Toujours à l'affût des événements se déroulant au sud de la frontière, la Police à cheval fait face à une situation délicate lorsque, en 1876-1877, près de 5 000 Sioux traversent la frontière américaine afin de bénéficier de la protection de la loi « britannique ». Ils sont bientôt suivis par Sitting Bull, qui a dirigé le massacre du général George Custer et des hommes du 7e régiment d'infanterie de l'Armée américaine en juillet 1876 à Little Bighorn, au Montana. Le gouvernement canadien accueille les Sioux comme des réfugiés politiques, mais craint qu'ils attirent au Canada d'autres groupes Autochtones dissidents de l'Ouest américain.

L'inspecteur James M. Walsh, l'un des premiers officiers de la PCN-O à discuter avec Sitting Bull et d'autres Sioux, éprouve beaucoup de respect pour les chefs des Premières nations, mais demeure conscient du fait que le nombre des Sioux dépasse de beaucoup celui des membres de la PCN-O. S'adressant à eux avec fermeté tout en usant d'un discours prudent et diplomate, il leur indique qu'ils pourront rester tant et aussi longtemps qu'ils respecteront la loi. Sa parole sera entendue. Les membres de la Police à cheval sont impressionnés de constater que les Sioux respectent la loi à la lettre, même lorsqu'ils sont contraints d'attraper des souris et des rongeurs pour survivre. Le gouvernement à Ottawa, qui n'a pas l'obligation d'aider les Sioux, est quant à lui impatient de les voir quitter le pays. En 1881, il charge la Police à cheval de veiller à ce que les Sioux-Lakota de Sitting Bull retournent aux États-Unis, ce qu'elle exécute.
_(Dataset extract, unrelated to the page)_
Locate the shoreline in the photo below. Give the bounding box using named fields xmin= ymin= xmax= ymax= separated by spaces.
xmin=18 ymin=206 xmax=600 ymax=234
Entre-temps, le gouvernement fédéral décide d'évacuer les divers groupes des Premières nations vivant aux environs de la frontière. Au printemps de 1882, plus de 1 000 Assiniboines et Cris établissent leur campement dans le secteur près de Fort Walsh, en Saskatchewan. Ils s'y sont rendus pour chasser et espèrent recevoir des rations alimentaires. On leur propose de les déplacer dans une réserve loin au nord, à Battleford, aussi en Saskatchewan, mais l'absence de toute forme d'aide alimentaire les incite à refuser la proposition. Pour résoudre l'impasse, le commissaire Acheson G. Irvine fait préparer une énorme caravane de ravitaillement dont il confie la responsabilité, ainsi que le commandement du déplacement des Autochtones, au gendarme Daniel « Peach » Davis. Même s'il n'a que 23 ans, Davis est décrit comme un gendarme « vigoureux, endurci et aguerri ».

Il sait se montrer convaincant, et, le 24 mai, la caravane quitte Fort Walsh pour arriver dans la région de Battleford le 15 juin, sans qu'aucun incident notable se soit produit. Il s'agit de l'un des événements les plus inhabituels de l'histoire des relations entre la PCN-O et les Premières nations. Il permet de mettre en évidence le fait que, en général, le corps policier fait preuve de beaucoup de respect envers les membres des Premières nations, un respect qui s'avère mutuel à maintes reprises.

L'établissement dans les réserves se déroule en même temps que la construction du Chemin de fer Canadien Pacifique. Or, s'il existe un symbole de l'anéantissement, voire de l'extermination, du mode de vie Autochtone, il est parfaitement incarné par le chemin de fer. La période est difficile, tant pour les Premières nations que pour la Police à cheval, mais, malgré les incertitudes et une lente désagrégation de la culture Autochtone, le climat dans les Prairies demeure relativement pacifique jusqu'en 1885.